The snow started to fall on a Christmas Eve. The woman glared out of her window, not a soul could be seen. An unusual scene, she thought to herself. Then she pulled a photo album off the shelf. Family members, cousins, aunts, and uncles, from near and far. Some teachers, some nurses, some veterans, and some tenders of bars. Some drivers of trucks and some cars. Then the children exclaimed, “No grandma, not that story again!” She laughed at how they’d foiled her plans, to tell them more stories of her beloved family and friends. “Well what do you want to hear,” she said laughing. They smiled ear to ear. “Can we go play outside? We’ll come back when we see the street lights.” She shooed them and yelled “watch each other now. You lose a shoe, none of you coming back ‘til it’s found. Play nice and mind the roads. No running in and out, once this door is closed”—"We know, we know,” they said, as they ran off to play. She watched in a daze, thinking I remember those days.

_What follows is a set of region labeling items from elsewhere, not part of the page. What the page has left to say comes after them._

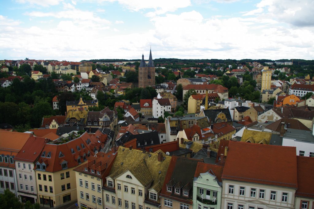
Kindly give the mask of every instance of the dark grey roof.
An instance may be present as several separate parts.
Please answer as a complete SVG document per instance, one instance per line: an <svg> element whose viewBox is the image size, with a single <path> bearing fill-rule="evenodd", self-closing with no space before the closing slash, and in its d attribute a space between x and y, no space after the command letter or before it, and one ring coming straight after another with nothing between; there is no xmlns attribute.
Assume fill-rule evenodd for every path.
<svg viewBox="0 0 314 209"><path fill-rule="evenodd" d="M154 131L136 135L133 135L127 132L122 135L116 143L119 145L121 145L136 138L137 147L146 147L160 144L158 132ZM152 144L151 143L152 141ZM145 142L146 144L145 144ZM139 146L138 145L138 143L140 144Z"/></svg>
<svg viewBox="0 0 314 209"><path fill-rule="evenodd" d="M108 137L113 138L115 137L115 132L112 131L109 128L104 128L101 130L103 133L105 133L107 135Z"/></svg>
<svg viewBox="0 0 314 209"><path fill-rule="evenodd" d="M140 110L141 105L139 104L132 104L131 106L134 109L136 110Z"/></svg>
<svg viewBox="0 0 314 209"><path fill-rule="evenodd" d="M238 106L236 107L235 108L239 112L245 112L247 110L248 110L250 107L244 107L243 106Z"/></svg>
<svg viewBox="0 0 314 209"><path fill-rule="evenodd" d="M77 125L73 126L59 127L57 129L57 135L60 136L65 133L68 133L73 131L82 131L84 130L83 126L78 126Z"/></svg>
<svg viewBox="0 0 314 209"><path fill-rule="evenodd" d="M228 108L217 110L204 110L203 111L205 116L208 118L208 119L212 123L215 122L215 119L217 117L217 115L220 112L222 112L226 115L227 120L228 121L232 121L231 116L230 115L230 112Z"/></svg>

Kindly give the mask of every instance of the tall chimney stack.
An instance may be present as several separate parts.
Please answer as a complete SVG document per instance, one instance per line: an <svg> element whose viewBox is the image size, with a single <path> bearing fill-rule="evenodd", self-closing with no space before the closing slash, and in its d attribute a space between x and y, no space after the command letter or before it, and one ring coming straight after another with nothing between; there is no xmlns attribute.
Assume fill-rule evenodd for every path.
<svg viewBox="0 0 314 209"><path fill-rule="evenodd" d="M206 97L205 97L205 110L208 108L208 90L206 89Z"/></svg>

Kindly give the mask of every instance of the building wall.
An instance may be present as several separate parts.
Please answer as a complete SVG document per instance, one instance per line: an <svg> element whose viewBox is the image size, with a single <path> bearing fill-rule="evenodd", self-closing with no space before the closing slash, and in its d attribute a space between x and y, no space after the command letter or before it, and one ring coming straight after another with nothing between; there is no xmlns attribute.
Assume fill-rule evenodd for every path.
<svg viewBox="0 0 314 209"><path fill-rule="evenodd" d="M18 189L17 189L17 190L24 192L18 192L18 195L33 198L36 201L37 199L37 188L36 187L36 177L34 170L34 164L19 161L15 161L15 162L16 171L17 184L18 187L17 188ZM21 184L23 185L23 189L21 187ZM33 190L33 191L32 191L32 187ZM28 189L26 189L28 188ZM26 194L25 192L29 194ZM21 198L20 198L20 200L22 200Z"/></svg>
<svg viewBox="0 0 314 209"><path fill-rule="evenodd" d="M229 193L229 185L234 186L233 194ZM240 194L240 187L245 187L244 195ZM295 189L288 187L283 187L264 184L241 182L231 180L223 180L221 208L227 208L228 203L233 204L233 208L238 208L239 205L243 205L247 209L249 206L265 208L291 208L294 207L295 193ZM255 197L251 197L251 189L256 189ZM265 190L264 198L259 198L260 189ZM270 200L271 191L276 192L275 200ZM281 201L282 193L288 193L286 202Z"/></svg>

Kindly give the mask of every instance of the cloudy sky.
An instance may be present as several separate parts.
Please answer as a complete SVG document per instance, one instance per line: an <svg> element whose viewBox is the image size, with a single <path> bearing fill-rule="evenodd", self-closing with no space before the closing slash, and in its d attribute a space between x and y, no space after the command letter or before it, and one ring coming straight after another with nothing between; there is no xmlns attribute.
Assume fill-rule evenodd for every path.
<svg viewBox="0 0 314 209"><path fill-rule="evenodd" d="M312 0L6 0L0 59L314 59Z"/></svg>

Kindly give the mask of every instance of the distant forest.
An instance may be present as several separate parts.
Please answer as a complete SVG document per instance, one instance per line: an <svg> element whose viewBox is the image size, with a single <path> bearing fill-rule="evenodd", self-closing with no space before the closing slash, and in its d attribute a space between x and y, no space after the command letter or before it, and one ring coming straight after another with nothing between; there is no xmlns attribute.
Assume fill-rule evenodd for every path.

Then, she heard little footsteps behind her and felt a little arm wrap around her knee. “Hey little one, do you want to hear a story?” “Sure grandma,” the little voice said. She took the little child in the kitchen for a little gingerbread. “That’s my girl,” she smiled, and sat by the window with cookie, crumbs, and child. Hmm… which story do you want to hear, take your pick. How about the one where nobody gets sick? Oh, yes child. I remember which one that is. “Oh wait,” the little voice said, “what about the first Christmas? With the angels and the old men? The animals and the poor baby born in the pig pen.” “No baby, it was a manger.” “Oh that’s right, a manger! Grandma, tell me that one!”
“One story about a baby born in a pig pen.” “No grandma,” the little voice rang. “I know, I was making sure you were listenin’.” And she went on and on, about angels with messages. There was a road trip and men with weird sayings and presents. As she ended the story, the street lights came one and the kids came back in. “And that was the first Christmas” she ended. Their cold ears perked “Oh no grandma, that’s my favorite! You gotta tell it again.” “Oh no, I don’t” she said with a grin. “Grandmaaaa,” they all pled. She caved in and said, “Fine, but promise me you’ll tell this one when I’m gone.” “Okay grandma” they all sang in one song.